Some might criticize that, but others see the value of responding quickly in our ever-changing, never-sleep world.
The bottom line is, the decisions you make are based on information you receive at the time of making that decision. But if things change and you later receive different information, you may well make a different decision based on that new information, right? When you test a new product, system, or idea, you solicit and examine feedback, then decide what to do from there. And you must move quickly, because the rate of change is happening ever faster; pivoting directions is critical.
Consider this example: a rocket doesn't launch and automatically land on the moon. There are thousands of micro-tweaks made along the way to ensure it actually gets to the moon. No one gets upset about the micro-tweaks as long as they understand that everyone is just trying to get to the moon. Instead, they celebrate the tweaks because that rocket may not have reached the moon without them. They are committed to the outcome, not the process.
My wife and I take the same approach in business. Our chances of success are much higher because we are very open to a feedback loop, and don't take things personally. We are committed to the outcome; the process is malleable. For us, that outcome is what the customer wants, so we figure out what exactly that is, and furiously move toward providing it. Then we consider our feedback, and think about what they could possibly want next. At the end of the day, the customer is our North Star. And being proactive to continue giving them the best service is what puts us on the front-lines of the business wars, instead of trailing behind to catch up.
Success Stories.
History is filled with examples of people who experimented, failed, got lots of feedback, sometimes were called crazy, and then succeeded in astounding ways:
Abraham Lincoln lost his job, failed in business, had a mental breakdown, lost local nominations, ran for Senate and lost, ran for Vice President and lost, again ran for Senate and lost—until he was elected president in 1860 and became one of the most impactful presidents in history. He just kept going.
Albert Einstein divorced, lost his children, became physically ill due to stress, never did well in school, had his research interrupted by two World Wars, was unwillingly linked with the atomic bomb, and spent decades defending his work to his colleagues.
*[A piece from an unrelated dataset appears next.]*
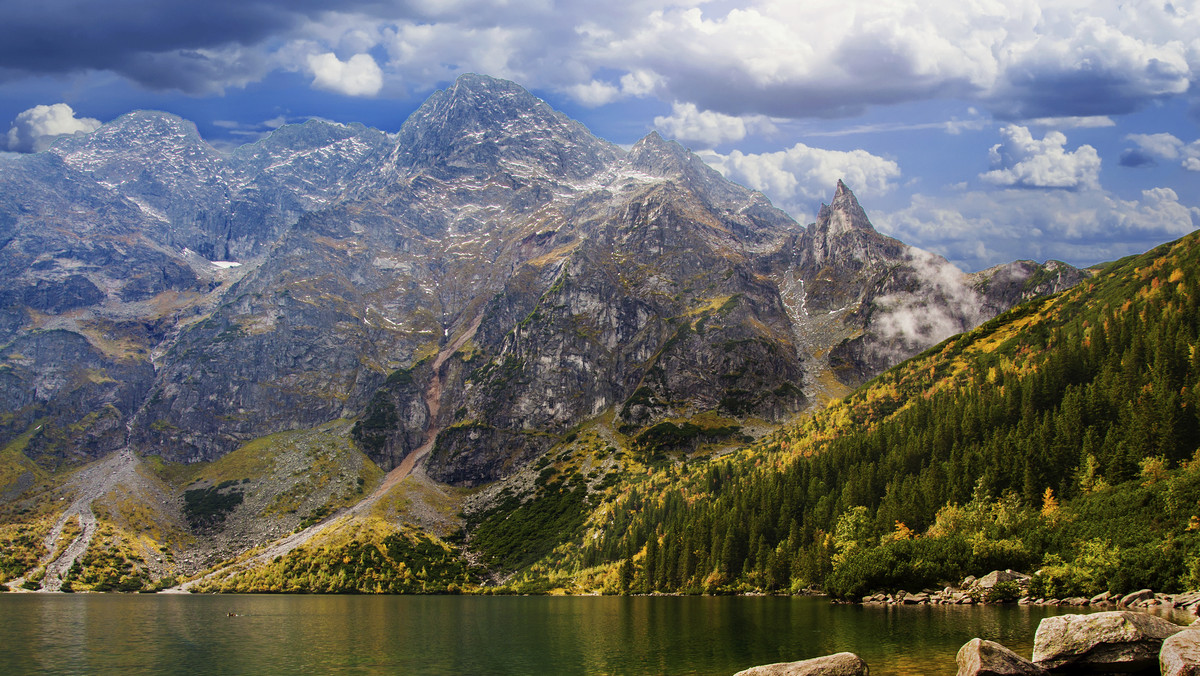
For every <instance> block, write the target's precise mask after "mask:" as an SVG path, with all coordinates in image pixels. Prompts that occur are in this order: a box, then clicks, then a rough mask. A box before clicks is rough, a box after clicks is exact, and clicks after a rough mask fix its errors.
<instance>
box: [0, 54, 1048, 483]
mask: <svg viewBox="0 0 1200 676" xmlns="http://www.w3.org/2000/svg"><path fill="white" fill-rule="evenodd" d="M224 261H236V262H240V263H242V265H240V267H229V265H228V264H227V263H222V262H224ZM214 262H216V263H214ZM1025 269H1026V268H1024V267H1022V268H1021V270H1025ZM1030 270H1032V271H1031V273H1030V275H1028V277H1027V280H1026V282H1021V285H1018V283H1016V282H1012V281H1004V280H1009V277H1012V279H1016V277H1020V274H1018V273H1012V274H1009V273H1004V275H1007V276H1004V275H1002V274H1001V273H1000V271H994V273H990V276H989V277H988V279H989V280H991V281H990V282H989V283H990V286H989V289H990V288H991V287H995V288H1001V287H1002V288H1003V289H1006V291H1004V292H1003V293H1000V292H996V294H995V298H996V299H997V300H996V303H995V304H994V305H995V307H992V306H988V305H986V303H980V300H979V298H980V294H984V295H986V293H992V292H991V291H988V289H985V291H980V289H979V288H977V287H979V283H982V282H978V283H976V286H971V285H972V282H971V280H968V279H967V277H966V276H965V275H962V274H961V273H960V271H958V270H956V269H954V268H953V267H950V265H949V264H948V263H946V262H944V261H941V259H937V258H936V257H931V256H930V255H925V253H923V252H918V251H916V250H912V249H910V247H907V246H905V245H904V244H901V243H899V241H896V240H893V239H890V238H886V237H883V235H881V234H878V233H877V232H875V229H874V228H872V227H871V225H870V221H869V220H868V217H866V213H865V211H864V210H863V209H862V207H860V205H859V204H858V202H857V199H856V198H854V196H853V193H852V192H851V191H850V190H848V189H847V187H846V186H845V185H841V184H839V187H838V191H836V193H835V195H834V197H833V199H832V202H830V204H829V205H828V207H827V208H824V209H822V213H821V216H820V219H818V220H817V222H816V223H814V225H811V226H809V227H808V228H803V227H800V226H798V225H797V223H796V222H794V221H792V220H791V219H790V217H788V216H787V215H786V214H784V213H782V211H779V210H778V209H774V208H773V207H772V205H770V204H769V202H768V201H767V199H766V198H764V197H763V196H762V195H760V193H756V192H754V191H750V190H748V189H745V187H742V186H738V185H736V184H733V183H731V181H727V180H725V179H724V178H722V177H721V175H720V174H718V173H716V172H714V171H713V169H712V168H709V167H707V166H706V164H704V163H703V162H701V161H700V158H698V157H696V156H695V155H692V154H690V152H688V151H686V150H685V149H683V148H682V146H680V145H679V144H677V143H672V142H667V140H664V139H662V138H660V137H659V136H658V134H655V133H652V134H649V136H648V137H646V138H644V139H642V140H641V142H640V143H637V144H636V145H635V146H634V148H632V150H630V151H629V152H626V151H624V150H622V149H620V148H618V146H616V145H613V144H610V143H607V142H604V140H601V139H599V138H596V137H594V136H593V134H590V132H588V131H587V130H586V128H584V127H583V126H582V125H580V124H578V122H576V121H574V120H570V119H569V118H566V116H565V115H563V114H560V113H558V112H556V110H553V109H552V108H550V107H548V106H547V104H546V103H545V102H542V101H540V100H538V98H536V97H534V96H532V95H530V94H529V92H527V91H526V90H523V89H522V88H520V86H518V85H516V84H514V83H509V82H504V80H498V79H494V78H487V77H482V76H473V74H468V76H463V77H461V78H460V79H458V80H457V82H456V83H455V84H454V85H452V86H451V88H449V89H446V90H445V91H440V92H437V94H434V95H433V96H431V97H430V100H428V101H427V102H426V103H425V104H424V106H422V107H421V108H420V109H419V110H418V112H416V113H414V114H413V116H412V118H410V119H409V120H408V121H406V122H404V125H403V127H402V128H401V131H400V132H398V133H397V134H386V133H383V132H379V131H377V130H368V128H366V127H362V126H361V125H334V124H328V122H320V121H310V122H306V124H304V125H289V126H284V127H281V128H278V130H276V131H275V132H274V133H271V134H270V136H268V137H266V138H264V139H263V140H259V142H258V143H254V144H251V145H246V146H242V148H240V149H238V150H236V151H234V152H233V154H232V155H224V154H221V152H217V151H216V150H214V149H212V148H211V146H209V145H208V144H206V143H204V142H203V139H200V138H199V136H198V134H197V133H196V128H194V125H192V124H191V122H187V121H185V120H181V119H179V118H176V116H173V115H168V114H163V113H148V112H139V113H131V114H130V115H125V116H122V118H120V119H118V120H114V121H113V122H109V124H108V125H104V126H103V127H101V128H100V130H97V131H96V132H95V133H92V134H85V136H77V137H71V138H64V139H61V140H60V142H59V143H58V144H55V145H54V146H53V149H52V150H50V151H48V152H43V154H38V155H32V156H25V157H20V158H17V160H12V158H4V160H0V345H2V346H4V349H5V351H7V352H6V354H8V355H10V357H8V358H7V359H8V360H7V361H5V363H2V364H0V383H4V385H2V387H4V388H5V389H4V390H2V393H0V396H2V397H4V400H5V401H6V402H7V405H6V406H7V408H5V412H6V413H12V415H11V417H8V418H6V420H7V423H6V424H5V425H0V443H2V442H6V441H8V439H12V438H14V437H17V436H19V435H22V433H25V432H28V431H29V429H30V425H31V424H32V420H35V419H37V418H36V417H37V415H50V417H52V418H53V419H54V420H55V421H54V423H53V424H52V425H50V426H49V427H48V430H67V429H74V430H82V429H89V430H91V429H95V432H86V435H83V436H79V435H76V436H74V437H72V436H71V435H66V433H65V432H64V436H61V438H58V437H56V439H58V441H55V442H54V443H46V444H44V448H46V449H49V450H47V451H46V453H47V454H50V455H53V454H54V453H59V451H61V453H64V454H66V455H70V454H71V453H83V454H84V455H86V454H91V453H101V451H102V450H103V449H107V448H110V447H115V445H120V444H121V443H122V435H124V432H121V430H126V429H127V430H128V436H127V439H125V441H127V442H128V443H130V444H131V445H132V447H133V449H136V450H139V451H145V453H156V454H161V455H163V456H164V457H168V459H172V460H181V461H196V460H211V459H215V457H218V456H221V455H222V454H224V453H227V451H229V450H232V449H233V448H236V445H238V444H240V443H242V442H245V441H248V439H251V438H254V437H258V436H263V435H266V433H271V432H276V431H282V430H293V429H304V427H311V426H314V425H318V424H322V423H325V421H328V420H331V419H337V418H350V419H355V420H356V421H358V426H356V427H355V430H356V432H355V439H358V443H359V444H360V445H361V447H362V448H364V449H366V450H367V451H368V453H370V454H371V456H372V457H373V459H374V460H376V461H377V462H378V463H380V465H382V466H383V467H385V468H390V467H392V466H395V465H396V463H398V462H400V461H401V460H402V459H403V457H404V456H406V455H407V454H408V453H412V450H413V449H415V448H416V447H419V445H420V444H421V443H424V442H425V441H426V439H427V438H428V437H430V436H431V435H433V433H436V432H438V431H439V430H442V435H443V436H442V438H439V441H438V444H437V445H436V448H434V451H433V453H432V454H431V456H430V460H428V472H430V474H431V475H432V477H434V478H439V479H442V480H446V481H451V483H457V484H469V485H474V484H478V483H484V481H488V480H493V479H496V478H498V477H502V475H504V474H506V473H509V472H511V471H514V469H515V468H518V467H520V466H521V465H522V463H524V462H527V461H528V460H529V459H532V457H535V456H536V455H538V454H539V453H541V450H544V449H545V448H546V444H551V443H553V442H554V441H556V439H558V438H562V435H564V433H565V432H566V430H569V429H570V427H572V426H575V425H577V424H580V423H581V421H584V420H588V419H592V418H594V417H598V415H600V414H605V413H614V419H616V423H617V425H618V426H622V427H623V429H624V430H625V431H626V432H628V433H630V435H634V436H635V437H640V438H642V439H653V438H658V439H660V441H661V439H676V441H673V442H671V443H674V444H676V447H677V450H684V451H686V450H691V449H692V448H694V447H695V445H697V444H700V443H703V442H706V441H714V439H718V438H724V439H726V441H728V439H738V438H739V437H738V433H739V432H738V431H737V430H738V429H739V421H742V420H744V419H746V418H755V419H764V420H772V421H779V420H785V419H787V418H788V417H790V415H792V414H794V413H797V412H798V411H800V409H802V408H804V407H805V406H806V405H808V403H809V401H811V399H812V396H811V395H812V390H814V388H816V387H817V384H818V383H821V382H822V378H821V376H822V375H824V373H826V372H827V371H829V370H830V369H832V370H833V371H834V373H836V375H838V377H840V378H841V379H842V381H844V382H846V383H854V382H858V381H860V379H864V378H868V377H871V376H874V375H875V373H877V372H878V371H881V370H882V369H884V367H887V366H890V365H892V364H894V363H895V361H898V360H900V359H902V358H907V357H910V355H912V354H914V353H916V352H919V351H920V349H924V348H926V347H929V346H931V345H934V343H936V342H937V341H940V340H942V339H943V337H946V336H947V335H949V333H954V331H958V330H962V329H964V328H970V327H972V325H974V324H977V323H978V322H979V321H983V319H984V318H986V316H989V315H988V312H990V311H991V310H988V311H980V310H979V307H991V309H994V310H998V309H1003V307H1004V306H1006V304H1007V303H1009V299H1013V298H1016V297H1018V295H1021V294H1026V293H1032V291H1031V289H1034V291H1036V289H1040V288H1043V286H1045V285H1043V286H1038V285H1032V286H1031V283H1032V282H1028V280H1033V279H1036V277H1038V276H1039V275H1042V276H1043V277H1044V276H1046V275H1043V274H1042V273H1039V271H1038V269H1037V268H1036V267H1034V268H1030ZM1021 274H1024V273H1021ZM980 279H982V277H980ZM1056 279H1057V277H1056ZM997 280H1000V281H997ZM1062 280H1066V281H1063V282H1062V283H1067V281H1069V280H1068V276H1062ZM1039 283H1040V282H1039ZM1048 283H1049V282H1048ZM1014 285H1016V286H1020V289H1021V294H1016V293H1015V292H1014V291H1012V289H1014V288H1016V286H1014ZM1022 285H1024V286H1022ZM1051 286H1052V285H1051ZM1048 288H1049V287H1048ZM1055 288H1056V287H1055ZM1022 297H1024V295H1022ZM475 327H478V330H476V329H475ZM55 331H64V333H55ZM66 334H70V335H66ZM468 334H470V336H472V339H470V340H469V341H466V342H464V345H463V346H462V347H461V348H458V349H457V351H456V352H455V353H454V354H448V355H444V357H446V358H445V360H444V363H442V364H440V366H439V369H438V371H437V372H434V370H433V369H432V367H431V365H430V364H431V361H428V360H430V358H431V357H432V355H434V354H438V353H439V352H442V351H444V349H448V346H450V345H451V342H452V341H455V340H456V339H458V337H463V336H467V335H468ZM31 346H40V347H38V348H37V349H32V351H31V349H30V347H31ZM64 351H66V352H71V353H72V355H73V357H71V359H77V360H78V363H79V364H82V365H85V366H84V367H83V371H79V372H78V373H77V375H76V376H71V377H68V376H66V375H64V371H62V369H61V367H60V366H59V365H56V364H54V363H52V359H54V358H55V357H54V354H55V353H56V352H64ZM64 353H65V352H64ZM827 354H828V357H827ZM60 357H61V354H60ZM80 373H82V375H80ZM80 378H82V379H80ZM71 383H76V384H78V387H76V385H72V384H71ZM434 384H436V387H434ZM74 406H82V407H83V408H80V409H79V411H78V413H71V412H68V409H71V411H73V408H71V407H74ZM698 413H706V414H715V415H718V417H720V418H721V419H724V420H727V421H728V424H727V425H724V424H722V425H721V426H720V429H719V430H716V431H714V430H702V431H700V432H695V430H684V431H683V432H680V430H678V429H676V430H666V429H658V430H655V426H656V425H659V424H660V423H661V421H664V419H666V418H684V419H688V418H690V417H692V415H695V414H698ZM88 415H91V418H88ZM60 419H61V420H60ZM84 419H86V420H89V423H88V424H86V425H83V424H82V423H80V420H84ZM694 432H695V433H694ZM88 435H91V436H88ZM655 435H656V436H655ZM721 435H725V436H724V437H722V436H721ZM50 436H52V437H53V436H54V435H50ZM77 437H78V438H77ZM84 437H86V438H84ZM67 448H71V449H72V450H71V451H70V453H67V451H66V450H65V449H67ZM54 449H58V451H55V450H54ZM66 455H64V456H66Z"/></svg>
But when asked about failure, Einstein said, "I didn't fail 1,000 times. The light bulb was an invention with 1,000 steps... great success is built on failure, frustration, and even catastrophe."
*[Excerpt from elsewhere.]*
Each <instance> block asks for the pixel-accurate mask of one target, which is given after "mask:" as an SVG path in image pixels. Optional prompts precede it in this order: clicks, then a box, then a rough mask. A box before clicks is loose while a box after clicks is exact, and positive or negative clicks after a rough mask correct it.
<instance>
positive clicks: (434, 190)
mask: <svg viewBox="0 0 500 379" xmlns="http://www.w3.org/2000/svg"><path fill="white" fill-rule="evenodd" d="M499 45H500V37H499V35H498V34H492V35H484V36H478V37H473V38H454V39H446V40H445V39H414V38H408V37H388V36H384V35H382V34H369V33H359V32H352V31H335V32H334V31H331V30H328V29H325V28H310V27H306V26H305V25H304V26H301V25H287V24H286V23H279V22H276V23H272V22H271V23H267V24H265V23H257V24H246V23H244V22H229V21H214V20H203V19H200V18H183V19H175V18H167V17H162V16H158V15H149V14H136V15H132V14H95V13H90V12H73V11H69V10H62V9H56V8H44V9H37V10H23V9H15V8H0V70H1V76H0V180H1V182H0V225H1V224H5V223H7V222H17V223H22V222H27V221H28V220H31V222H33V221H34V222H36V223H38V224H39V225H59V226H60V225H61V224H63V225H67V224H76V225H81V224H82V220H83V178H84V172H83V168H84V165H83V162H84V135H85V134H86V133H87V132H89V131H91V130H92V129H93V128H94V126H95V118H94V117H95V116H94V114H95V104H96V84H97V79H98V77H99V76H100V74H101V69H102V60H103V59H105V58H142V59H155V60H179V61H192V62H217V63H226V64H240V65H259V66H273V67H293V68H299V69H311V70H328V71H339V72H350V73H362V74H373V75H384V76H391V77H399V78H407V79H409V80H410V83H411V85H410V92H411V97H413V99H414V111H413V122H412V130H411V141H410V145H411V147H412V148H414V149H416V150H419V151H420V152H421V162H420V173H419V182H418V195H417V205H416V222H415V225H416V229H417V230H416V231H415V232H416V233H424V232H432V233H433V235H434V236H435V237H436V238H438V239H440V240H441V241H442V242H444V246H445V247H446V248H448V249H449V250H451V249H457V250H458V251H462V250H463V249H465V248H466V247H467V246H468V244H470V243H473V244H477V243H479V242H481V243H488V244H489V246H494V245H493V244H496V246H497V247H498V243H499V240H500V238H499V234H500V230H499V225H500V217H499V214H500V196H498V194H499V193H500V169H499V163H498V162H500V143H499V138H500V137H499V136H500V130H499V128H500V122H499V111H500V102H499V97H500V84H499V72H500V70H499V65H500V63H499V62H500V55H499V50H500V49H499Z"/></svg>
What a refreshing attitude.
Failure, Feedback, Success.
My point is this: We all fail. The key is to view each failure as a "step" toward your success. Failure provokes feedback, and feedback offers an opportunity for learning, making changes, and trying again. When you stop experimenting out of fear, judgement, or other outside pressures, you fail by default. Pursue your mission relentlessly; it's time to re-cast the vision and get after it.